Why Listen To This?
- Conversation with Anand Sanwal CEO and co-founder of CB Insights – A market intelligence platform.
- Topics include how Anand built his companies, the importance of data, and some business ideas surrounding data.
Learnings
- ‘4 – Saw dust data
- Companies create products; sometimes, the residue of such products tends to be interesting data.
- Eg. Open Table has reservation data, which gives insights that may be useful for real estate firms like:
- Lower reservations in a place, maybe the market there is cooling down; or,
- Lower reservations → maybe the place is going to shut down operations etc
- Eg. Open Table has reservation data, which gives insights that may be useful for real estate firms like:
- Companies are really bad at monetizing this data. Build a platform, help companies monetize these saw-dust data, and make a good business out of it
- ‘6 – Messy Data → Clean Data
- Have patience. Sometimes, machine learning doesn’t work and you have to just open a spreadsheet and manually clean that; If you can’t do the nasty work, you’re dead in data-aggregation businesses.

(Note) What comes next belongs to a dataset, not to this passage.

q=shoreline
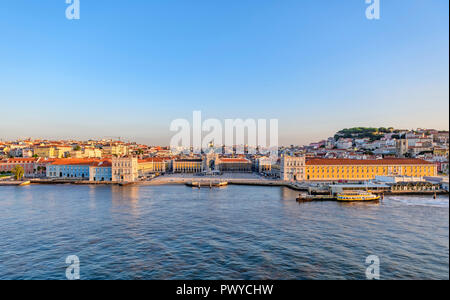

- Companies create products; sometimes, the residue of such products tends to be interesting data.
- ‘8 – Representative Media x Existing Products
- Media representing people belonging to different communities.
- Eg:
- Amar Chitra Katha for different communities.
- Grinder for homosexual people as Tinder is for straight people.
- ‘12 – Daily Executive Briefing Mail
- Aimed executives at higher levels.
- Daily briefing about the industry and competitors
- The same data can be useful for multiple clients in the same space.
- Eg: Bulletin Intelligence
- ‘18 – Saas products’ pricing data:
- Crawl webpages of Saas products and get their pricing data.
- Most enterprise companies don’t put their pricing on their websites. In such cases, hire someone to pretend as a customer and get the data.
- Customers — Sell this data to Software product teams of Chief Revenue Officers and give them a snippet regarding how their competition is pricing. Then upsell for other related data.
- ‘23 – On underpricing
- CB Insights initially charged $395/month, had lots of low-value customers who paid too low, churned quickly, and required lots of guidance.
- A management consultant advised to increase the pricing, put 2 zeros to it. The rationale:
- Their price looks like a joke internally.
- No point in waiting behind someone paying a measly sum for the service.
- Price is an indicator of quality among other things beyond just the core value.
- ‘28 – The value of private data
- In an age where generative AI is training on almost all data in the public domain, private data becomes all the more valuable to companies.